Et on veut éviter de reconduire le bail d'un locataire qui a terminé son bail ou a conclu une entente de départ. De plus, il arrive souvent qu'un autre locataire attende pour entrer. Sans élaborer, sachez que c'est au locateur de trouver une solution d'hébergement pour le locataire qui n'a pas accès au logement convoité et non libéré.
L'article 1889 du Code civil du Québec est le véhicule dont je vous parlais pour demander au TAL l'expulsion du locataire:
1889. Le locateur d’un immeuble peut obtenir l’expulsion du locataire qui continue d’occuper les lieux loués après la fin du bail ou après la date convenue au cours du bail pour la remise des lieux; le locateur d’un meuble peut, dans les mêmes circonstances, obtenir la remise du bien.
Vous obtiendrez une date d'audience d'urgence, dans les jours qui suivront le dépôt de votre demande.
Assurez-vous de signifier rapidement votre demande et votre liste de pièces, cela servira de pratique pour votre audience, car ce sera à vous de convaincre le ou la juge que le bail est terminé (soit le non-renouvellement, soit l'entente de fin de bail).

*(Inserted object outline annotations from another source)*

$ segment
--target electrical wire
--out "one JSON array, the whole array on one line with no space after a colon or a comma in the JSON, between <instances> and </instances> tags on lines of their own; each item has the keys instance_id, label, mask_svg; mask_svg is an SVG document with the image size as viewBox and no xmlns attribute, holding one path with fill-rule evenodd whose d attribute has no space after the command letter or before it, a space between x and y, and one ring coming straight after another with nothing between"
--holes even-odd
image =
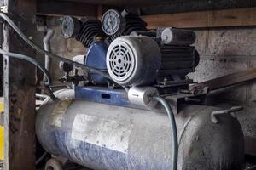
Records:
<instances>
[{"instance_id":1,"label":"electrical wire","mask_svg":"<svg viewBox=\"0 0 256 170\"><path fill-rule=\"evenodd\" d=\"M164 108L166 109L168 117L171 122L171 137L172 137L172 167L171 170L177 170L177 153L178 153L178 144L177 144L177 126L175 122L175 117L173 111L168 104L168 102L160 96L154 96L153 99L157 100L160 102Z\"/></svg>"},{"instance_id":2,"label":"electrical wire","mask_svg":"<svg viewBox=\"0 0 256 170\"><path fill-rule=\"evenodd\" d=\"M33 64L34 65L36 65L37 67L38 67L44 72L45 77L47 78L47 82L44 82L44 86L45 86L45 88L49 93L49 97L52 99L52 100L57 99L57 98L54 95L52 90L49 87L49 85L52 84L51 77L50 77L49 71L43 65L41 65L38 61L36 61L35 60L33 60L32 58L31 58L29 56L23 55L20 54L6 52L1 48L0 48L0 54L2 54L3 55L6 55L6 56L13 57L15 59L20 59L20 60L28 61L28 62Z\"/></svg>"},{"instance_id":3,"label":"electrical wire","mask_svg":"<svg viewBox=\"0 0 256 170\"><path fill-rule=\"evenodd\" d=\"M47 82L44 82L44 85L45 86L51 85L52 81L51 81L51 77L49 76L49 71L43 65L41 65L38 61L33 60L32 58L31 58L29 56L26 56L26 55L20 54L6 52L6 51L3 51L1 48L0 48L0 54L2 54L3 55L9 56L9 57L13 57L13 58L15 58L15 59L23 60L26 60L26 61L28 61L28 62L33 64L34 65L38 67L44 72L44 76L47 77Z\"/></svg>"},{"instance_id":4,"label":"electrical wire","mask_svg":"<svg viewBox=\"0 0 256 170\"><path fill-rule=\"evenodd\" d=\"M3 18L16 32L17 34L27 43L29 44L32 48L34 48L35 50L37 50L38 52L44 54L44 55L48 55L49 56L50 58L52 58L53 60L55 60L57 61L63 61L67 64L69 64L69 65L75 65L75 66L78 66L78 67L80 67L82 69L84 69L85 71L91 71L91 72L94 72L94 73L97 73L97 74L100 74L102 75L102 76L108 78L108 79L111 79L111 77L109 76L108 74L103 72L103 71L98 71L93 67L90 67L90 66L87 66L87 65L82 65L80 63L78 63L78 62L75 62L75 61L73 61L73 60L67 60L67 59L65 59L63 57L61 57L61 56L58 56L58 55L55 55L55 54L53 54L48 51L45 51L44 49L42 49L38 45L35 44L34 42L32 42L32 41L30 41L24 34L23 32L19 29L19 27L13 22L13 20L9 18L5 14L3 13L0 13L0 17Z\"/></svg>"}]
</instances>

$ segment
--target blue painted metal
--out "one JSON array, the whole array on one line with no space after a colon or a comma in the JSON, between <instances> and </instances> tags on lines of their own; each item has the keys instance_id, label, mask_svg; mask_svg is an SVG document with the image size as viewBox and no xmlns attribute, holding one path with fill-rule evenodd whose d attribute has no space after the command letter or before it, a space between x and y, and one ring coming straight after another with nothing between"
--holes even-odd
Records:
<instances>
[{"instance_id":1,"label":"blue painted metal","mask_svg":"<svg viewBox=\"0 0 256 170\"><path fill-rule=\"evenodd\" d=\"M95 41L87 52L84 65L107 72L106 54L108 48L103 41ZM104 84L107 82L106 78L99 74L90 73L90 76L96 83Z\"/></svg>"},{"instance_id":2,"label":"blue painted metal","mask_svg":"<svg viewBox=\"0 0 256 170\"><path fill-rule=\"evenodd\" d=\"M123 89L77 86L75 87L75 98L113 105L137 107L128 100L127 93Z\"/></svg>"}]
</instances>

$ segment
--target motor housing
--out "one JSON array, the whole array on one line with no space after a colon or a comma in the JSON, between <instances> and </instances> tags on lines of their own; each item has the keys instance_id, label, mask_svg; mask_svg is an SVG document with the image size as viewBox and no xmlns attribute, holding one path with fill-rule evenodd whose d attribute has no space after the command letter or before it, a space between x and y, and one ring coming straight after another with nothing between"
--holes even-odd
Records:
<instances>
[{"instance_id":1,"label":"motor housing","mask_svg":"<svg viewBox=\"0 0 256 170\"><path fill-rule=\"evenodd\" d=\"M160 49L152 38L145 36L124 36L108 47L107 68L111 78L125 86L151 84L160 69Z\"/></svg>"}]
</instances>

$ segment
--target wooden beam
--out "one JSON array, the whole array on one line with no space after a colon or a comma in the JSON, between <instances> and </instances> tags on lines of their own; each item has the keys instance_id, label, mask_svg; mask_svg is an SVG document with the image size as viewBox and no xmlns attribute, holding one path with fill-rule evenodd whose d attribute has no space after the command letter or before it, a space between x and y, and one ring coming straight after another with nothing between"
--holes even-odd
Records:
<instances>
[{"instance_id":1,"label":"wooden beam","mask_svg":"<svg viewBox=\"0 0 256 170\"><path fill-rule=\"evenodd\" d=\"M3 0L2 0L3 3ZM31 39L37 38L36 0L3 0L8 15ZM3 49L34 57L36 53L9 25L3 30ZM35 169L35 66L3 57L4 169Z\"/></svg>"},{"instance_id":2,"label":"wooden beam","mask_svg":"<svg viewBox=\"0 0 256 170\"><path fill-rule=\"evenodd\" d=\"M245 153L250 156L256 156L256 138L245 136Z\"/></svg>"},{"instance_id":3,"label":"wooden beam","mask_svg":"<svg viewBox=\"0 0 256 170\"><path fill-rule=\"evenodd\" d=\"M216 90L253 79L256 79L256 68L247 69L246 71L202 82L192 86L191 88L196 88L197 87L208 87L209 90Z\"/></svg>"},{"instance_id":4,"label":"wooden beam","mask_svg":"<svg viewBox=\"0 0 256 170\"><path fill-rule=\"evenodd\" d=\"M73 15L97 16L97 5L84 3L55 2L38 0L37 14L38 15Z\"/></svg>"},{"instance_id":5,"label":"wooden beam","mask_svg":"<svg viewBox=\"0 0 256 170\"><path fill-rule=\"evenodd\" d=\"M256 26L256 8L145 15L148 28L220 27Z\"/></svg>"}]
</instances>

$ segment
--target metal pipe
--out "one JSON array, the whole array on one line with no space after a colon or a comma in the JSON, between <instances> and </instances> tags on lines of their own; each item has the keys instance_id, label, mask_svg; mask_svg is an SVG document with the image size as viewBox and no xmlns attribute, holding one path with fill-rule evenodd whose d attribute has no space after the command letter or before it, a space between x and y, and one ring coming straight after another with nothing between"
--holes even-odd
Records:
<instances>
[{"instance_id":1,"label":"metal pipe","mask_svg":"<svg viewBox=\"0 0 256 170\"><path fill-rule=\"evenodd\" d=\"M55 35L55 31L51 28L47 28L46 34L43 39L44 42L44 48L45 51L48 51L50 53L50 44L49 41ZM50 71L50 64L51 64L51 59L49 55L45 54L45 61L44 61L44 66L45 69L49 71ZM44 79L45 79L45 76L44 76Z\"/></svg>"}]
</instances>

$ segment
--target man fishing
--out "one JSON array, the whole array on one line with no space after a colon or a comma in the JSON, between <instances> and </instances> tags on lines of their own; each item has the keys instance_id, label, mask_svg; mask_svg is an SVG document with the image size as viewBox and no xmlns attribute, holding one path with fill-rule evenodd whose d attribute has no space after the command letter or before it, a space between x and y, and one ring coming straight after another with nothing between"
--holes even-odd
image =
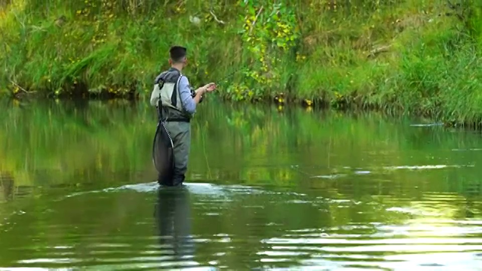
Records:
<instances>
[{"instance_id":1,"label":"man fishing","mask_svg":"<svg viewBox=\"0 0 482 271\"><path fill-rule=\"evenodd\" d=\"M191 145L191 119L203 95L216 87L215 83L210 83L192 92L187 77L182 73L187 64L186 51L186 48L181 46L171 48L171 67L156 78L151 95L151 105L157 107L160 101L161 108L158 109L165 119L164 126L172 141L172 176L167 178L160 172L157 181L161 185L175 186L184 182Z\"/></svg>"}]
</instances>

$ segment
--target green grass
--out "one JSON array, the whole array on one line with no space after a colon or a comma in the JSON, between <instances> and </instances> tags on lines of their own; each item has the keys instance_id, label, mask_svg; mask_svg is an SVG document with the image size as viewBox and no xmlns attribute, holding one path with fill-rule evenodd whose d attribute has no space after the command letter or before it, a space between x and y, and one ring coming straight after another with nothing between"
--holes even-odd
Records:
<instances>
[{"instance_id":1,"label":"green grass","mask_svg":"<svg viewBox=\"0 0 482 271\"><path fill-rule=\"evenodd\" d=\"M239 70L218 82L224 99L377 108L470 124L482 116L476 2L453 10L442 0L286 0L276 15L264 0L246 7L94 2L0 8L0 83L8 86L0 93L145 97L167 68L169 47L181 44L193 85Z\"/></svg>"}]
</instances>

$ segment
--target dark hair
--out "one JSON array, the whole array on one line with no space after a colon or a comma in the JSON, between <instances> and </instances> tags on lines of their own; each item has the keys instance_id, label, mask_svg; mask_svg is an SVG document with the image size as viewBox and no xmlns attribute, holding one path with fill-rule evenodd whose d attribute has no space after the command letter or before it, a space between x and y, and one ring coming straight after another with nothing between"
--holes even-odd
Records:
<instances>
[{"instance_id":1,"label":"dark hair","mask_svg":"<svg viewBox=\"0 0 482 271\"><path fill-rule=\"evenodd\" d=\"M174 62L180 62L186 56L187 51L187 49L182 46L173 46L169 50L169 57Z\"/></svg>"}]
</instances>

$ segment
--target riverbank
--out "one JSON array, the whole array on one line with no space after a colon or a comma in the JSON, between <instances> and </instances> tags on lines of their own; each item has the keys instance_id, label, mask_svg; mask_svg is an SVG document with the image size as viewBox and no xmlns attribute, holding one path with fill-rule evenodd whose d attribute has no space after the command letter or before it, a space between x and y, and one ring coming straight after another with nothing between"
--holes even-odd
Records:
<instances>
[{"instance_id":1,"label":"riverbank","mask_svg":"<svg viewBox=\"0 0 482 271\"><path fill-rule=\"evenodd\" d=\"M482 119L479 4L298 2L16 2L0 12L3 93L146 96L178 44L192 84L226 99Z\"/></svg>"}]
</instances>

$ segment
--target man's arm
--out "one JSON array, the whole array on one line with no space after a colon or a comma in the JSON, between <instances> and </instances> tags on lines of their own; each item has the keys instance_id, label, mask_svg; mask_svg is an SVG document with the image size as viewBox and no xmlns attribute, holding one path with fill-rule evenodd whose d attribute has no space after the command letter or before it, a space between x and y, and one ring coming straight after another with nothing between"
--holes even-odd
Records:
<instances>
[{"instance_id":1,"label":"man's arm","mask_svg":"<svg viewBox=\"0 0 482 271\"><path fill-rule=\"evenodd\" d=\"M196 112L196 106L199 103L201 96L206 91L204 87L201 87L195 90L196 95L194 98L191 96L191 88L189 81L186 76L183 76L179 80L179 96L181 102L184 110L193 114Z\"/></svg>"}]
</instances>

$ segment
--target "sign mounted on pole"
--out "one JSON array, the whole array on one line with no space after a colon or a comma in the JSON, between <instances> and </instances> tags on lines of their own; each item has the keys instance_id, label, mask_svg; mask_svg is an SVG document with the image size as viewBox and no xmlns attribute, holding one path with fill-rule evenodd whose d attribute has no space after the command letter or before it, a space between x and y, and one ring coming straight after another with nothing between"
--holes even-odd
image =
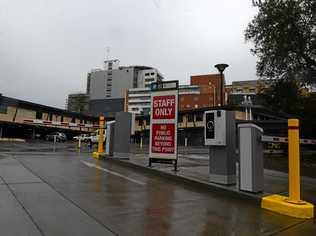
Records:
<instances>
[{"instance_id":1,"label":"sign mounted on pole","mask_svg":"<svg viewBox=\"0 0 316 236\"><path fill-rule=\"evenodd\" d=\"M178 81L151 85L149 166L174 164L177 169Z\"/></svg>"}]
</instances>

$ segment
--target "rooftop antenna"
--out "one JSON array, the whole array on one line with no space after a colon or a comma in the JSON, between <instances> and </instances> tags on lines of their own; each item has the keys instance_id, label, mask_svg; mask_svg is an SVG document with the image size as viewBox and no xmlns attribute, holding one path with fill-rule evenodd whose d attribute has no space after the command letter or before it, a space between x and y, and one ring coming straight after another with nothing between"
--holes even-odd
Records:
<instances>
[{"instance_id":1,"label":"rooftop antenna","mask_svg":"<svg viewBox=\"0 0 316 236\"><path fill-rule=\"evenodd\" d=\"M106 47L106 60L109 60L109 55L110 55L110 47Z\"/></svg>"}]
</instances>

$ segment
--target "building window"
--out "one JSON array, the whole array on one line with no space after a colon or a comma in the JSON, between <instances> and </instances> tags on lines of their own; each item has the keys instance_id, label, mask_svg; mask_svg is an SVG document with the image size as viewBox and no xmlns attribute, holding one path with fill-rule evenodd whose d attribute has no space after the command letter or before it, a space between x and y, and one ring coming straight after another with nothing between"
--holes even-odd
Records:
<instances>
[{"instance_id":1,"label":"building window","mask_svg":"<svg viewBox=\"0 0 316 236\"><path fill-rule=\"evenodd\" d=\"M188 114L188 122L193 122L193 121L194 121L194 115Z\"/></svg>"},{"instance_id":2,"label":"building window","mask_svg":"<svg viewBox=\"0 0 316 236\"><path fill-rule=\"evenodd\" d=\"M196 113L195 121L203 121L203 113Z\"/></svg>"},{"instance_id":3,"label":"building window","mask_svg":"<svg viewBox=\"0 0 316 236\"><path fill-rule=\"evenodd\" d=\"M35 118L36 118L37 120L41 120L41 119L43 119L43 113L42 113L42 112L37 111L37 112L36 112L36 115L35 115Z\"/></svg>"}]
</instances>

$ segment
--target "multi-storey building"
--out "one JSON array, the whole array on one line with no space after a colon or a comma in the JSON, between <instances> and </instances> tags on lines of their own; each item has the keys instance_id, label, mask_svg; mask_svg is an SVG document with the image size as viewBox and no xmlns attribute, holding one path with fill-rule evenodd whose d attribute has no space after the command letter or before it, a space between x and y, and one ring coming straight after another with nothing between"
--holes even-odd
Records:
<instances>
[{"instance_id":1,"label":"multi-storey building","mask_svg":"<svg viewBox=\"0 0 316 236\"><path fill-rule=\"evenodd\" d=\"M148 66L119 66L118 60L105 61L104 70L88 74L89 109L94 115L124 110L126 91L149 88L152 82L162 81L162 74Z\"/></svg>"},{"instance_id":2,"label":"multi-storey building","mask_svg":"<svg viewBox=\"0 0 316 236\"><path fill-rule=\"evenodd\" d=\"M199 94L182 96L180 103L182 110L192 110L204 107L221 106L221 75L194 75L191 76L191 85L200 88Z\"/></svg>"},{"instance_id":3,"label":"multi-storey building","mask_svg":"<svg viewBox=\"0 0 316 236\"><path fill-rule=\"evenodd\" d=\"M241 105L245 97L251 99L253 104L258 104L257 95L269 87L266 80L233 81L225 87L228 104Z\"/></svg>"},{"instance_id":4,"label":"multi-storey building","mask_svg":"<svg viewBox=\"0 0 316 236\"><path fill-rule=\"evenodd\" d=\"M88 113L89 95L86 93L73 93L68 95L67 110L78 113Z\"/></svg>"}]
</instances>

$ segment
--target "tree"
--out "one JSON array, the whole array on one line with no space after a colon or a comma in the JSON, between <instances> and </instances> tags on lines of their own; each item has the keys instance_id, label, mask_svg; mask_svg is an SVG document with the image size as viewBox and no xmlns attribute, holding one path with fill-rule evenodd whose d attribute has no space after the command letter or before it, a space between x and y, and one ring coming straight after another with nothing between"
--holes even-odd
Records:
<instances>
[{"instance_id":1,"label":"tree","mask_svg":"<svg viewBox=\"0 0 316 236\"><path fill-rule=\"evenodd\" d=\"M259 93L258 99L265 107L279 113L302 115L303 90L296 80L283 78L272 81L269 88Z\"/></svg>"},{"instance_id":2,"label":"tree","mask_svg":"<svg viewBox=\"0 0 316 236\"><path fill-rule=\"evenodd\" d=\"M316 84L316 0L253 0L258 14L245 38L252 41L257 74L282 78L287 73Z\"/></svg>"}]
</instances>

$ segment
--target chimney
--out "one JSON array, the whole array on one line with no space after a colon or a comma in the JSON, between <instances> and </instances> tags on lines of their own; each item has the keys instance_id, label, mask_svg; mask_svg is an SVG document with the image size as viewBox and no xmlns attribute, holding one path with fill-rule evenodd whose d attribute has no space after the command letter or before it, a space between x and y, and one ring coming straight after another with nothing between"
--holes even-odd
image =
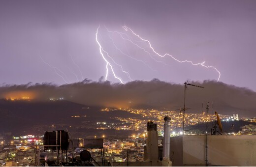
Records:
<instances>
[{"instance_id":1,"label":"chimney","mask_svg":"<svg viewBox=\"0 0 256 167\"><path fill-rule=\"evenodd\" d=\"M172 166L172 162L170 161L171 119L171 118L167 116L163 118L164 122L163 123L163 146L162 161L163 167L171 167Z\"/></svg>"}]
</instances>

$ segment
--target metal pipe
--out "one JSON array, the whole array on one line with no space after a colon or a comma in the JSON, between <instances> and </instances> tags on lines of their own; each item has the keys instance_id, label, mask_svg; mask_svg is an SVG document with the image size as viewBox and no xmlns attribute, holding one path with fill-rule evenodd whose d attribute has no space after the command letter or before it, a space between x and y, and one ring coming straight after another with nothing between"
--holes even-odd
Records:
<instances>
[{"instance_id":1,"label":"metal pipe","mask_svg":"<svg viewBox=\"0 0 256 167\"><path fill-rule=\"evenodd\" d=\"M170 158L170 127L171 118L169 116L165 116L163 118L164 122L163 123L163 146L162 150L163 159Z\"/></svg>"}]
</instances>

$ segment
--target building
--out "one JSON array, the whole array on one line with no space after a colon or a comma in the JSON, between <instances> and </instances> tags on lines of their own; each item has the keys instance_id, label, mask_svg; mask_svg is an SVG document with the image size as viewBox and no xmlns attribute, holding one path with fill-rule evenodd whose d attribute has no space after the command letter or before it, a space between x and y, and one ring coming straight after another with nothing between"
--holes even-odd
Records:
<instances>
[{"instance_id":1,"label":"building","mask_svg":"<svg viewBox=\"0 0 256 167\"><path fill-rule=\"evenodd\" d=\"M171 138L173 166L256 166L256 136L182 136ZM206 148L206 147L207 146Z\"/></svg>"}]
</instances>

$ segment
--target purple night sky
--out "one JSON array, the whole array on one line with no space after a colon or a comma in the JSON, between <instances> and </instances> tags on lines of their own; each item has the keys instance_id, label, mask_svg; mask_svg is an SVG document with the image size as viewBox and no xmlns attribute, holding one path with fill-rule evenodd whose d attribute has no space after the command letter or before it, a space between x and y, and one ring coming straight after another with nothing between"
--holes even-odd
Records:
<instances>
[{"instance_id":1,"label":"purple night sky","mask_svg":"<svg viewBox=\"0 0 256 167\"><path fill-rule=\"evenodd\" d=\"M213 68L159 56L126 26L160 55L205 61L220 81L256 91L256 0L1 0L0 85L105 80L99 44L125 83L218 80ZM107 80L119 83L110 65Z\"/></svg>"}]
</instances>

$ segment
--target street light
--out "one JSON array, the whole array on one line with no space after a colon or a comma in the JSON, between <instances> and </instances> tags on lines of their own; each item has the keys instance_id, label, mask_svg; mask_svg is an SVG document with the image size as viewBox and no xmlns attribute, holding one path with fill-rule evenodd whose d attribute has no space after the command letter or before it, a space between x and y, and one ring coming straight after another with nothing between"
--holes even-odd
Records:
<instances>
[{"instance_id":1,"label":"street light","mask_svg":"<svg viewBox=\"0 0 256 167\"><path fill-rule=\"evenodd\" d=\"M186 89L187 88L187 85L191 85L195 87L198 87L200 88L204 88L203 86L198 86L192 84L188 84L189 80L187 80L184 83L184 106L183 107L183 133L184 132L184 126L185 122L185 101L186 101Z\"/></svg>"}]
</instances>

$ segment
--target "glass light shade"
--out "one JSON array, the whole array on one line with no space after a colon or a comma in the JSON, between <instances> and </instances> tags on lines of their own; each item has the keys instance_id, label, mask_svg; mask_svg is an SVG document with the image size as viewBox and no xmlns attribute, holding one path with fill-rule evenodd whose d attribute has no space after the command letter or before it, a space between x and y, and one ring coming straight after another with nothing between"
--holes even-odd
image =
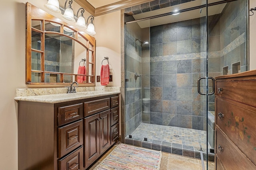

Une fois que vous obtenez le jugement d'expulsion, soit le locataire quitte de lui-même OU vous aurez besoin des services de l’huissier pour procéder à son expulsion.
Une fois le départ ou l'expulsion de votre locataire, je vous informe de quelques étapes importantes :
- Changez les serrures ;
- Prenez les photos du logement et des effets restants (évidemment toute nourriture périssable, dépêchez-vous à vous en départir), faites un inventaire, inscrivez la valeur approximative, et idéalement, soyez accompagné d'un témoin neutre ;
- Si jamais vous retrouvez un animal abandonné, faites appel à la SPCA ;
- Faites un choix quant aux effets restants, car l’article 944 CCQ nous informe que vous êtes le gardien des biens pendant 90 jours de votre avis écrit transmis au locataire ; *Cependant, en matière d'expulsion avec un huissier, la loi mentionne que les biens après l'expulsion effectuée par un huissier sont considérés comme abandonnés.
- Si vous choisissez de les conserver pendant 90 jours après avoir avisé par écrit votre ex-locataire, preuve à l’appui de la réception de cet avis, de la lecture de votre message et seulement après l'écoulement des 90 jours, vous allez pouvoir vous départir des biens, sans responsabilité ;
- Si votre ex-locataire ne prend pas ses biens malgré le délai de 90 jours, sachez que vous pouvez procéder à une vente de gré à gré ou aux enchères. L’argent appartient à votre ex-locataire, moins évidemment, vos frais d’entreposage, s'il y a lieu ;
- Si vous préférez vous départir de ses biens avant les 90 jours parce que les biens ont très peu de valeur (toujours dans un cas où les services de l’huissier n'ont pas été nécessaires), donnez-les à un organisme, demandez un reçu et dites-vous que vous êtes responsable pour 3 ans de la valeur de ces objets auprès de votre ex-locataire ;
- Finalement, vite, relouez, faites le ménage, conservez les factures ainsi que celles des réparations, s'il y a lieu. Toujours se poser la question : le locataire vous a-t-il laissé le logement avec une usure normale ou anormale? Ajoutez vos frais reliés à la relocation. Vous pourrez ensuite mettre en demeure votre ex-locataire de payer tous ces frais et dépenses (si usure anormale). À défaut de remboursement de la part de votre ex-locataire, vous le poursuivrez en dommages de relocation devant le TAL.